The study was conducted by the Institute of Global Health, Faculty of Medicine at the University of Geneva in Switzerland, and published in the journal Nicotine and Tobacco Research.
The respondents were asked to complete surveys at 5 time points over 12 months, and the research analysed patterns of use amongst exclusive e-cigarette users, daily e-cigarette users who stopped vaping, and former smokers who relapsed to smoking.

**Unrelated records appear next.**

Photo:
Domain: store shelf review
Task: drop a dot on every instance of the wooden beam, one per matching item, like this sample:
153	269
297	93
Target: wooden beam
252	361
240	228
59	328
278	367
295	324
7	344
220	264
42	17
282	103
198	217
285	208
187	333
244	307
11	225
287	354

The results indicated that over 12 months, enjoyment gradually became the most frequently cited reason to vape, at 93%, whilst vaping to reduce the craving for cigarettes gradually decreased from 87% to 56%. In exclusive vapers who were former smokers, the nicotine concentration of e-liquids used, decreased over time from 12 to 9 mg/mL, but puffs per day remained stable at 200 puffs.
Most former smokers take up vaping to quit cigarettes
Following 12 months, 9% of 687 former smokers relapsed to smoking and 28% of 64 daily smokers who were dual users stopped smoking. Additionally, when former smokers stopped vaping, they tended to relapse to smoking (+18% daily smokers among those who stopped vaping versus -2% in permanent vapers, p < .001). Similarly, when ex-smokers relapsed to smoking, they tended to stop vaping.
The study concluded that enjoyment and relapse prevention tended to be the most common reasons to use e-cigarettes. Most importantly rates of relapse to smoking were low in former smokers who used the devices, and quit rates were high amongst current smokers who started vaping. Additionally, former smokers who quit e-cigarettes tended to revert back to smoking.